The best way to infer “what people are really searching for” without access to proprietary click-through datasets is to read what security researchers publish, what incident responders cite, and what the press repeats in the first 20 lines of coverage. Across February 2026 coverage and research, the recurring terms that map to defensive intent are:

• virustotal (explicitly tied to scanning and reputation checks)
• VirusTotal Code Insight (used as a differentiator over signature-only scanning)
• malicious skills / toxic skills (marketplace abuse framing)
• ClawHub malware / OpenClaw skill malware (distribution channel language)
• AI agent security / agentic security boundary (the “new class” label)
• prompt injection / indirect prompt injection (agent hijacking)
• supply chain attack (the correct category for a marketplace that distributes code artifacts)
• exposed secrets / tokens / API keys (what gets stolen first)

Snyk’s “ToxicSkills” write-up is a useful reference point because it frames the ecosystem as an auditable corpus and quantifies classes of issues (malware distribution, prompt injection, secrets exposure, dynamic remote fetch-and-execute patterns). VirusTotal’s own February 2026 change and blog notes also explicitly call out OpenClaw skill packages and “supply-chain threat delivery.”

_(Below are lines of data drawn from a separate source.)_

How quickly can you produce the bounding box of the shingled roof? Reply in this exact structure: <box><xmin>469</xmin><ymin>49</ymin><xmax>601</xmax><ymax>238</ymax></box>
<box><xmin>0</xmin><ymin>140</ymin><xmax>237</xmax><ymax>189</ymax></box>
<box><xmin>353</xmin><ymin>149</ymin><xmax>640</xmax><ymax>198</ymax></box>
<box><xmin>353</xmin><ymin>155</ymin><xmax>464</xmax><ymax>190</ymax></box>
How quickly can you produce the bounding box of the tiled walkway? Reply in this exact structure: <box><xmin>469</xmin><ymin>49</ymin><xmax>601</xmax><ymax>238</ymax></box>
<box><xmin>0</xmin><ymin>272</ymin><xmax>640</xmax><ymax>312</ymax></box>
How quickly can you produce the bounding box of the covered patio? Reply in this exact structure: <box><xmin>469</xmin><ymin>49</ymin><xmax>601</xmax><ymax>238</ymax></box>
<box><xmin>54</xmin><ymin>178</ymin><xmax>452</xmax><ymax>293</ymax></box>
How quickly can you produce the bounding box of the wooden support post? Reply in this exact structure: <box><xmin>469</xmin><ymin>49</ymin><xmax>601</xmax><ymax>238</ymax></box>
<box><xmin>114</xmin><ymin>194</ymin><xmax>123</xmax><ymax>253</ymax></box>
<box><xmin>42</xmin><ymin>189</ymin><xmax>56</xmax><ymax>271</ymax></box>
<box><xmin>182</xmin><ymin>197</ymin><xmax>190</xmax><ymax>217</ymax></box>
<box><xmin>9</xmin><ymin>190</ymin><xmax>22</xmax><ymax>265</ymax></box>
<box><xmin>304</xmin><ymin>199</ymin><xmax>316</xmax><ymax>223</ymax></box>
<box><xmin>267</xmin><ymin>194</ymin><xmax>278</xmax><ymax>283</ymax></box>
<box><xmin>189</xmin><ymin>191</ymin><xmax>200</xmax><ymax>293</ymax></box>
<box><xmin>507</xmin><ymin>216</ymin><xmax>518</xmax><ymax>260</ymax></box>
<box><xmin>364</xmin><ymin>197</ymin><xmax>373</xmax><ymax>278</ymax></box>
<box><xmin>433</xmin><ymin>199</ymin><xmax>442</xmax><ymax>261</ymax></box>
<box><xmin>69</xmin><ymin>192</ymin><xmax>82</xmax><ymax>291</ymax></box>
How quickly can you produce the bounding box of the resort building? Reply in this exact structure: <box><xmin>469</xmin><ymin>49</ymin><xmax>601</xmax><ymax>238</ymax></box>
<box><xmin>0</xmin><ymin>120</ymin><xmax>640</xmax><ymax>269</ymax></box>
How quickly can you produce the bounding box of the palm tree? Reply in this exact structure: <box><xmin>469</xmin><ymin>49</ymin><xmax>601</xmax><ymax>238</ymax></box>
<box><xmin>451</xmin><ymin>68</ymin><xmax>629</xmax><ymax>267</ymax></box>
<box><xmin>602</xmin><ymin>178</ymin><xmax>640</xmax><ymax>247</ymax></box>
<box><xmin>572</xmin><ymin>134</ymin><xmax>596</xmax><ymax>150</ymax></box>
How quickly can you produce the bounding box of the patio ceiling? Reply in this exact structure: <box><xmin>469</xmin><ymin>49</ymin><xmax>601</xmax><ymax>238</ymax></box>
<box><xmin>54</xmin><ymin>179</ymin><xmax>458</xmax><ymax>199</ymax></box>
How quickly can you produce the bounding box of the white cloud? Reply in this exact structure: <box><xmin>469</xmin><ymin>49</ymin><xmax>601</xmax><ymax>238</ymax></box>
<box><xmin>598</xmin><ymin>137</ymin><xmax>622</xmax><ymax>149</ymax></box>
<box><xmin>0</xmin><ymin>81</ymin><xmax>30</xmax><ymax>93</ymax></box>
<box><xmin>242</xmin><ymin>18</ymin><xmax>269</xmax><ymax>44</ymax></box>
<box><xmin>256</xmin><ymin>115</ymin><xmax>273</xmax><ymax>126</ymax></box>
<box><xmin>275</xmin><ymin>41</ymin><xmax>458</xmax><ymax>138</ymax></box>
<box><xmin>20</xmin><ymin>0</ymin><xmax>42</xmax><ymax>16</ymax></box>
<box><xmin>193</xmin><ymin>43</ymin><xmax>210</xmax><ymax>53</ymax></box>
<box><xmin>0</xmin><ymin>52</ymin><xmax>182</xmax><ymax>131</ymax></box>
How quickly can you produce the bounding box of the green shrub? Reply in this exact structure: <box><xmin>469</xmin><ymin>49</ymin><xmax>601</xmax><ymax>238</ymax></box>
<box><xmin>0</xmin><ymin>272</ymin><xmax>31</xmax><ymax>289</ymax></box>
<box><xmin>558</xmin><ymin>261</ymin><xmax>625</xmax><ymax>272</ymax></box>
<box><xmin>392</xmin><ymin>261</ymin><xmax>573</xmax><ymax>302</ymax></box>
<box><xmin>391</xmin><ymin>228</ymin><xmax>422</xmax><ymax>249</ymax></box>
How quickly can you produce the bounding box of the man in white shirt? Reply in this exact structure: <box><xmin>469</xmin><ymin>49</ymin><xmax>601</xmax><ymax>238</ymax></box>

What OpenClaw actually built: an artifact gate, not a vibe

When vendors announce “we scan stuff,” they often mean “we run a static scan on repositories” or “we check for known bad signatures sometimes.” OpenClaw’s announced design is closer to a proper artifact gate, because it relies on deterministic packaging and content-addressable identity.

A un alto nivel:

1. Every uploaded skill is packaged into a bundle that represents the exact artifact users will download.
2. The system computes a SHA-256 hash for the bundle.
3. The hash is checked against VirusTotal’s existing corpus.
4. If there is no match, the bundle is uploaded to VirusTotal for scanning and deeper analysis, including Code Insight.
5. The VirusTotal report is surfaced on the skill page (and across versions), allowing users and maintainers to see what changed and why a verdict was assigned.
6. The ecosystem performs ongoing rescans of active skills, so that new intelligence can retroactively change a verdict.

This matters because “repository state” and “shipped artifact” are not the same. If you want reproducibility, auditing, and rollback, you must pin decisions to the immutable artifact.

Why VirusTotal

VirusTotal is not “an antivirus.” It’s a threat-intelligence aggregation platform with file reputation, multi-engine signals, behavioral artifacts, pivoting capabilities, and APIs that let you build automated workflows. For a marketplace, the essential value is that attackers reuse infrastructure and code families. Even when the bundle changes, its related indicators often don’t: domains, IPs, droppers, strings, similar sample relationships, packers, or the same actor’s tooling.

In February 2026, VirusTotal explicitly positioned OpenClaw skills as a new supply-chain delivery channel and noted that Code Insight support was extended to OpenClaw skill packages “looking past a package’s claimed purpose.” That phrasing matters: the attacker’s first move is to claim innocence via documentation and naming, while the artifact behavior says otherwise.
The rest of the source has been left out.